By using a qRT-PCR array, we identified CD3E, IL6, VEGFA and a high IL6/IL17 ratio combined with low IL5 expression as the most prognostic factors in squamous cervical cancer. While high expression of T cell markers was correlated with improved prognosis, and high expression of angiogenesis marker VEGFA was correlated with poor prognosis, IL17 expressed by Th17 cells could counteract the tumour promoting effects of IL6, even more so combined with a Th2 response characterized by IL5. A proposed model of the factors most relevant for disease outcome is shown in Figure 4. Measuring IL6, especially in combination with IL5 and IL17 expression may improve the accuracy of predicting prognosis. Moreover, it supports the development of combined anti-IL-6 and anti-VEGF therapies. Since we have found correlations between ‘Inflammation’ markers and the absence of vaso-invasion, blocking IL-6 might increase the risk of tumour cell invasion. Since VEGFA expression has been correlated with tumour invasiveness [39,40], and the presence of vaso-invasion negatively affects clinical outcome, blocking both IL-6 and VEGFA has the potential to counteract both tumour growth and invasion.

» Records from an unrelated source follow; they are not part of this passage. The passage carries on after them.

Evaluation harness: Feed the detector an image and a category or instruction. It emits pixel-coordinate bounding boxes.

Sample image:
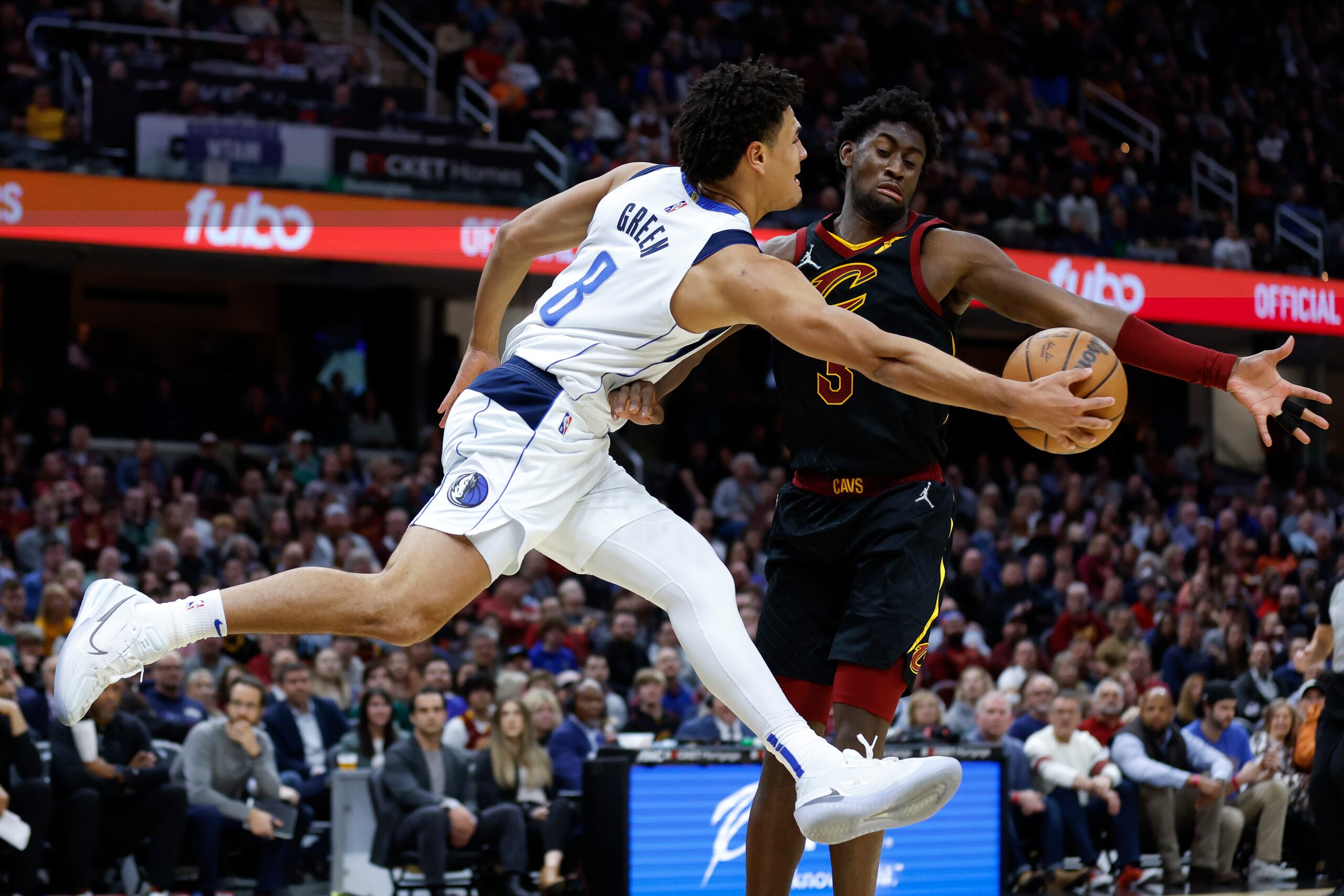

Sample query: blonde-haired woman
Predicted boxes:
[897,690,960,744]
[942,666,994,737]
[476,699,576,893]
[313,648,351,712]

Th17 counteracts the effect of IL6. Of the 27 immunological and 15 vascularization markers analysed, CD3, IL5, IL6, IL17A and VEGFA were most significantly correlated with the clinical outcome of cervical cancer patients. A ‘T cells’ response, indicating the presence of Th1, CTL and Treg cells and represented by blue cells, was correlated with improved prognosis. IL6 and VEGFA, the latter indicative of angiogenesis, were both correlated with poor prognosis. IL6, expressed by both tumour cells and infiltrating immune cells, may directly promote tumour growth, indicated by the interrupted arrow. High IL17 (Th17) and IL5 (Th2) expression were correlated with improved prognosis, specifically relative to IL6 expression. IL6 expression was also correlated with the absence of vaso-invasion, indicated by the blunted arrow on the tumour cell entering the vessel. We have also shown this correlation before for IL-17 protein expression [30], suggesting that the IL-6/IL-17 pathway may prevent tumour spread via the blood or lymphatic vasculature.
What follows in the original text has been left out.